Szabolcs Nagy March 4, 2021, 4:30 p.m. UTC
This set tries to reduce the overhead of memory tagging support: when
glibc is built with --enable-memory-tagging there are runtime checks
that affect performance even if heap tagging is not enabled at runtime.

I refactored the code to reduce internal abstractions and ifdefs. And
a number of patches optimize heap tagging on aarch64 with MTE.

Also available in the nsz/mtag branch.

Issues found and fixed:
- realloc failed to untag the old memory in some cases.
- incorrect but useless macro definition in public sys/prctl.h.
- incorrect but harmless internal MTAG_MMAP_FLAGS declaration.

Issues found but not fixed:
- large granule is not supported: both chunk header and user allocation
  must be tag granule aligned, but the code assumes that the chunk
  header is 2*SIZE_SZ so larger granule is not supported.
- request2size and checked_request2size are not consistent which looks
  wrong (likely works in practice other than some sizes don't end up in
  fastbin or tcache that one might expected to, but i think this can
  break easily). Fixing it is not obvious because of assumptions about
  the chunk layout that is no longer true with mtag enabled.
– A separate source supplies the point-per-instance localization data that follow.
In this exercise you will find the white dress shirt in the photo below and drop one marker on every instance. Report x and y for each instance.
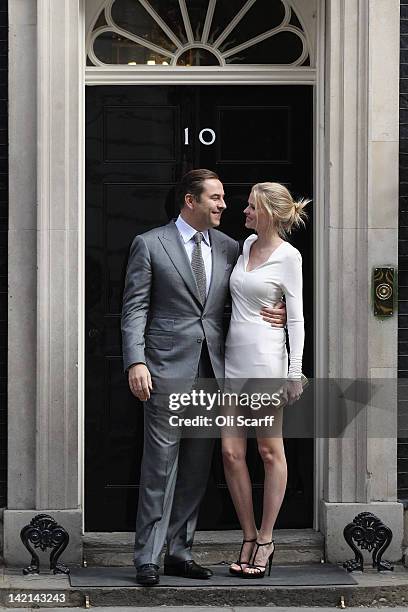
(187, 234)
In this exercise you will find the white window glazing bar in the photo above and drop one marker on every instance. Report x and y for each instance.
(161, 23)
(208, 20)
(186, 20)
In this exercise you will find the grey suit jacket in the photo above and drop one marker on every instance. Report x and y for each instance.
(163, 320)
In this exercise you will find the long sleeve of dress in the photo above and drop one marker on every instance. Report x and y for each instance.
(292, 287)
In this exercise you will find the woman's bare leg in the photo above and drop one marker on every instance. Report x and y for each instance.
(239, 485)
(272, 452)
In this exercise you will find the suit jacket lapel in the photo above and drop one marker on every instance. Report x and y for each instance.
(174, 247)
(218, 254)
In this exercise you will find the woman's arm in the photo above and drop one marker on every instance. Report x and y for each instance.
(292, 284)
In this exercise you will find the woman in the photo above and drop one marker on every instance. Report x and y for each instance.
(268, 268)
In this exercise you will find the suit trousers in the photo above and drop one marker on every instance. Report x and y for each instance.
(173, 480)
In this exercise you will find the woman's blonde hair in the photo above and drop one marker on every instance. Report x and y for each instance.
(284, 213)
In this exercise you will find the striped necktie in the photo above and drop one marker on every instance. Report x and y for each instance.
(197, 263)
Other possible optimizations:
- ifunc malloc apis
  good: near zero overhead for runtime dispatch.
  bad: malloc has to be built twice or larger refactoring is needed.
- unconditional top byte zero
  internal data is tagged 0, only user allocation is tagged non-zero
  (we rely on this e.g. where MADV_DONTNEED is used: then the kernel
  zeros the tags so with non-zero tags internal pointers would not be
  able to access recycled memory), so tag_at(p) for internal data
  could be unconditional top byte clear.
  good: faster than the branch in tag_at, may improve security (?).
  bad: design change.
- unconditional layout
  padding up to tag granule can be done unconditionally
  good: no runtime check, same layout with and without heap tagging.
  bad: wasting space with small allocations, design change.

This patchset tried to avoid intrusive changes that affect behaviour.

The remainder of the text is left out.